Additionally, we show an improvement of at least 48% in S2S-RMS and 10% in STD for smooth pursuit tasks, demonstrating the value of the method for studies of smooth pursuit. We also highlight an essential contribution of (Chaudhary and Pelz, 2019)’s previous work in detecting eye movements as small as 0.2^∘ and also verifies that this formulation does not deteriorate the eye gaze signal quality, as all the missing detection were because of simultaneous head and eye movements to fixate at the target. Lowering the regularization value (section 6.3) helps in detection of few of these movements but it increases the number of false alarms. A relevant field of application to this strategy would be the study of vergence eye movement as we have boosted the ability of eye trackers to study movements with small changes.

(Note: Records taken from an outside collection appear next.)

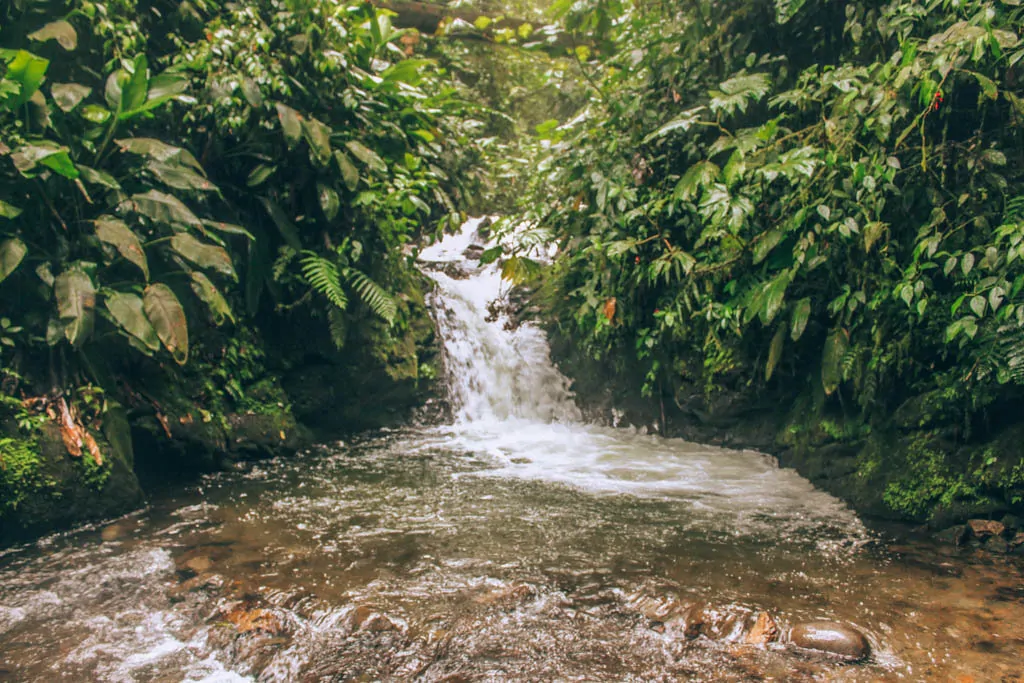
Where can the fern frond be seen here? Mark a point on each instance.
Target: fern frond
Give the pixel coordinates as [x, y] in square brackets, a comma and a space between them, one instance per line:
[323, 275]
[337, 327]
[373, 295]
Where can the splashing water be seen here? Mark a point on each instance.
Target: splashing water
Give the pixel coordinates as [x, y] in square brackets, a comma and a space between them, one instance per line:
[514, 544]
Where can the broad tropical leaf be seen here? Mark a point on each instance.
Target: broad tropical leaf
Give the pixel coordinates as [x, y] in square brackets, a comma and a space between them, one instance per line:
[291, 124]
[164, 310]
[215, 301]
[832, 358]
[12, 251]
[204, 255]
[164, 208]
[60, 31]
[115, 232]
[128, 310]
[775, 350]
[68, 95]
[76, 297]
[367, 156]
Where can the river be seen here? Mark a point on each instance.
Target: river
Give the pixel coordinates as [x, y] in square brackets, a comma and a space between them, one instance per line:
[514, 544]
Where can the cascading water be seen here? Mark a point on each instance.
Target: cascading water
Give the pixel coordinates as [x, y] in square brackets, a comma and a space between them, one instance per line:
[514, 544]
[493, 374]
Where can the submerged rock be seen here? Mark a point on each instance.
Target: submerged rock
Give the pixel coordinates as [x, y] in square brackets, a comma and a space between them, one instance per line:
[830, 638]
[983, 528]
[957, 536]
[765, 631]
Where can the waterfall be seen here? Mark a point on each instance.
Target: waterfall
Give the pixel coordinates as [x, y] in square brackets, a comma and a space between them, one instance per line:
[495, 371]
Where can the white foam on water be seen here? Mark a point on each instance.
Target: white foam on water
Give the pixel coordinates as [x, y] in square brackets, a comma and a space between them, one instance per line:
[513, 404]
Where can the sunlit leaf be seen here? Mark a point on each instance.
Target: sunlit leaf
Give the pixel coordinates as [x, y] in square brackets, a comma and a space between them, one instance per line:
[832, 358]
[127, 310]
[202, 254]
[291, 124]
[68, 95]
[115, 232]
[76, 297]
[12, 251]
[164, 310]
[207, 291]
[60, 31]
[775, 350]
[164, 208]
[801, 313]
[330, 203]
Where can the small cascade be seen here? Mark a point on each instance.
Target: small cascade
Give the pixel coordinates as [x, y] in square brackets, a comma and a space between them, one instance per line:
[495, 371]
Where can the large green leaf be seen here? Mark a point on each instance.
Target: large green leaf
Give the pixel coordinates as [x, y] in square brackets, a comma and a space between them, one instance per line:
[260, 174]
[8, 210]
[202, 254]
[68, 95]
[12, 251]
[76, 297]
[367, 156]
[774, 296]
[349, 173]
[27, 70]
[135, 87]
[801, 313]
[160, 152]
[60, 31]
[49, 155]
[179, 177]
[318, 136]
[128, 311]
[115, 232]
[208, 292]
[329, 201]
[775, 350]
[164, 310]
[95, 177]
[832, 358]
[288, 229]
[164, 208]
[291, 124]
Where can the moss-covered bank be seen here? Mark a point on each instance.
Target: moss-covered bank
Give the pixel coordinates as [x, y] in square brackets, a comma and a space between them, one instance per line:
[254, 391]
[914, 466]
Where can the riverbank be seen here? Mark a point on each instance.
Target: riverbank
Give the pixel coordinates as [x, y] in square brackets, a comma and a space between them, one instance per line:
[914, 468]
[264, 388]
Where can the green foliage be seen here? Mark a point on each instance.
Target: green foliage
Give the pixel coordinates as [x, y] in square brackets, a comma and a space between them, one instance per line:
[154, 163]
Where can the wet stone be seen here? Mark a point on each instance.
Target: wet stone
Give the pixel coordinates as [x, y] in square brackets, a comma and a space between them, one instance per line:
[956, 536]
[830, 638]
[764, 631]
[983, 528]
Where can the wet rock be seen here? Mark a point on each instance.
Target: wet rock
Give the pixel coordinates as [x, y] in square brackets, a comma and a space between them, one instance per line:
[995, 544]
[1013, 523]
[765, 631]
[830, 638]
[365, 617]
[203, 582]
[982, 528]
[956, 536]
[1016, 544]
[474, 252]
[248, 621]
[199, 564]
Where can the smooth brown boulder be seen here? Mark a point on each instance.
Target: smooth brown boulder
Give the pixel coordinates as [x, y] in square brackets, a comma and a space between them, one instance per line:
[765, 631]
[982, 528]
[832, 638]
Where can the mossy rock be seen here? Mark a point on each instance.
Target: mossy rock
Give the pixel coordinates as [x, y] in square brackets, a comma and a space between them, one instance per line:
[70, 491]
[266, 435]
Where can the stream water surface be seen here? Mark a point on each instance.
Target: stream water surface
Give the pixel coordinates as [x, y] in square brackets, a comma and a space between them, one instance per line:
[514, 544]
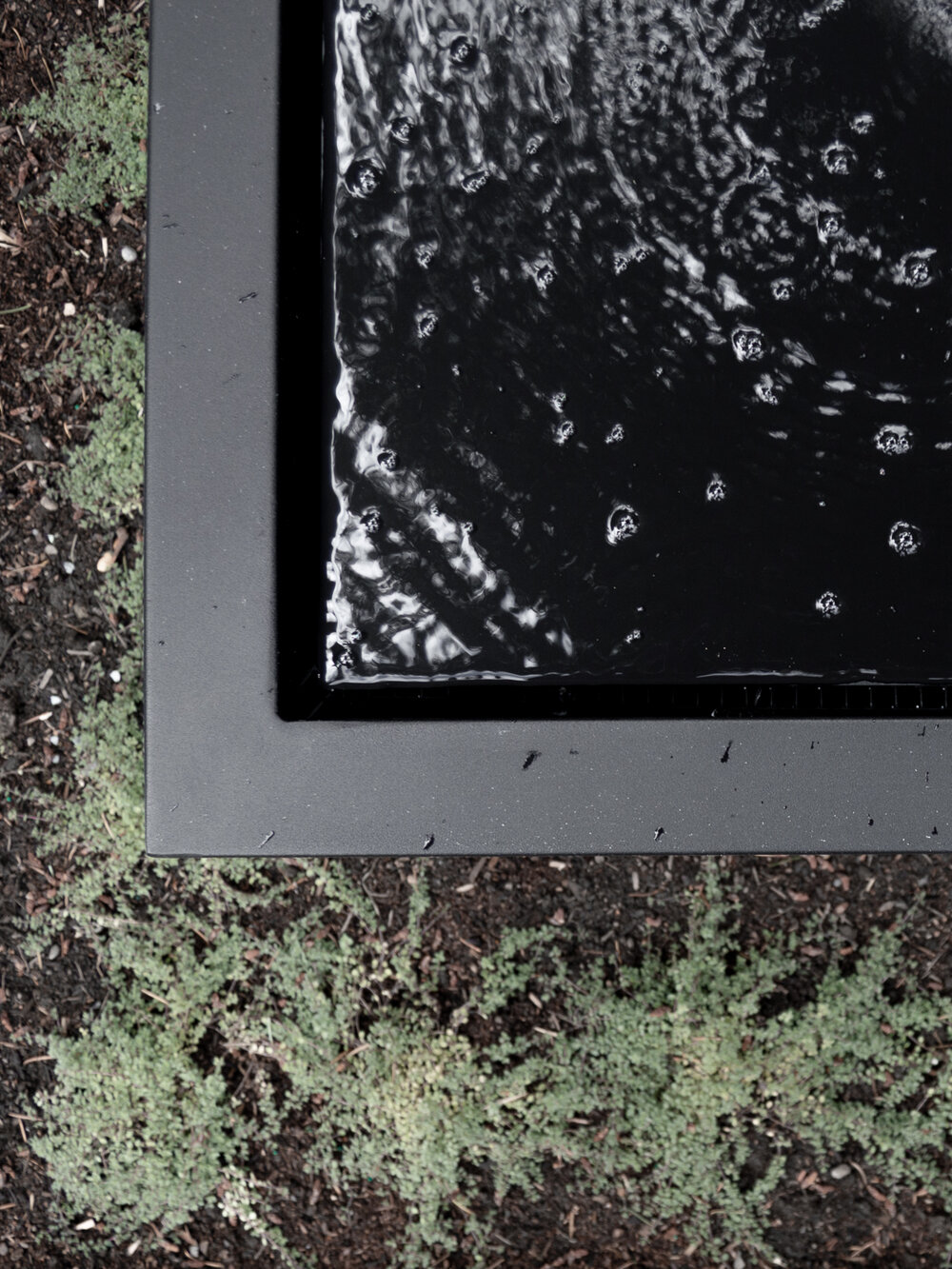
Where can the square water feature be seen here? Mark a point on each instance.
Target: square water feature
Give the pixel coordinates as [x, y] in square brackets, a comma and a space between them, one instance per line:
[624, 519]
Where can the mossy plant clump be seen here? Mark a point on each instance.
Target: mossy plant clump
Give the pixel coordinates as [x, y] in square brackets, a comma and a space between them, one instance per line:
[101, 109]
[105, 475]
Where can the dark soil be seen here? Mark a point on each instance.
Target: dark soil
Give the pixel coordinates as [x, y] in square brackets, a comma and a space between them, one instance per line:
[52, 631]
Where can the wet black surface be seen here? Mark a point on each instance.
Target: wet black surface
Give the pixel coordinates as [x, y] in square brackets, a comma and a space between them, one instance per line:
[644, 315]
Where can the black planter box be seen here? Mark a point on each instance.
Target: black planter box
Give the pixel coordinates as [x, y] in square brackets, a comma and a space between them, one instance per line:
[250, 749]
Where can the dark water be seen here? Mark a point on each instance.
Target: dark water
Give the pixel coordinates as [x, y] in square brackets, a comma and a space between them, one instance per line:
[644, 319]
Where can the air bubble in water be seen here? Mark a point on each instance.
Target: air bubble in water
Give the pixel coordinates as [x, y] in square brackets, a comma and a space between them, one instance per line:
[828, 605]
[765, 389]
[364, 178]
[894, 438]
[916, 269]
[463, 50]
[905, 538]
[623, 523]
[829, 224]
[402, 129]
[426, 323]
[840, 160]
[474, 182]
[545, 277]
[425, 252]
[748, 344]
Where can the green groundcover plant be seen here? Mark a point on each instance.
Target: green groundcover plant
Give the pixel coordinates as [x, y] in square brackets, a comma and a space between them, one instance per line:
[99, 108]
[653, 1084]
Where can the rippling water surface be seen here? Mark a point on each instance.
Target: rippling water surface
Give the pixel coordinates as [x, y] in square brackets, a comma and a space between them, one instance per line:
[643, 313]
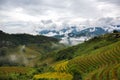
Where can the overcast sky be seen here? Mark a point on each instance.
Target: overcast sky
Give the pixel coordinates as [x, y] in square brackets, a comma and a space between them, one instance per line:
[25, 15]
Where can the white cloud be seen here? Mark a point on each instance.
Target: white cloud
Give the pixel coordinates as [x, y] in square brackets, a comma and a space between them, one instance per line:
[60, 12]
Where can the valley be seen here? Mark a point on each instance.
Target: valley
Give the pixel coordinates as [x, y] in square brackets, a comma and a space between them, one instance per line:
[27, 57]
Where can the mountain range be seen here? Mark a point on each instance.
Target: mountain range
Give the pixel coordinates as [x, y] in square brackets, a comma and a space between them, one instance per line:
[73, 35]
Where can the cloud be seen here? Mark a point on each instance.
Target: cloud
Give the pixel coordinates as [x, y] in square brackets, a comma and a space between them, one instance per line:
[54, 13]
[116, 2]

Our study improves the precision of current video-based eye trackers by relying on multiple features of the human eye. The method is not without limitations, of course. First, it requires multiple calibration points in order, which include a series of changes in X-Y direction (refer to Figure 6). It will require an extra effort for calibration design, though the present study does not answer the minimum calibration point changes required for proper iris calibration; we used 12 changes, and addressing the minimum number is recognized as future work. Second, the performance of our method falls in the case of blurred images as we rely on iris features for the velocity signal and on pupil edges for pupil position estimates. Lack of a sharp eye image is also a problem for many current video-based systems as well, but this can be solved with a higher-resolution camera and proper exposure time. Third, finding the precision matrix in Equation 4 is a time-consuming step that increases as the time series increase. For our short videos, it was not an impediment, but for general use using long series, we can incorporate a precision matrix using techniques like LU-decomposition (Banachiewicz, 1938) or use small windowing blocks to speed processing. Finally, compression artifacts are still a problem in our method as mentioned in (Chaudhary and Pelz, 2019)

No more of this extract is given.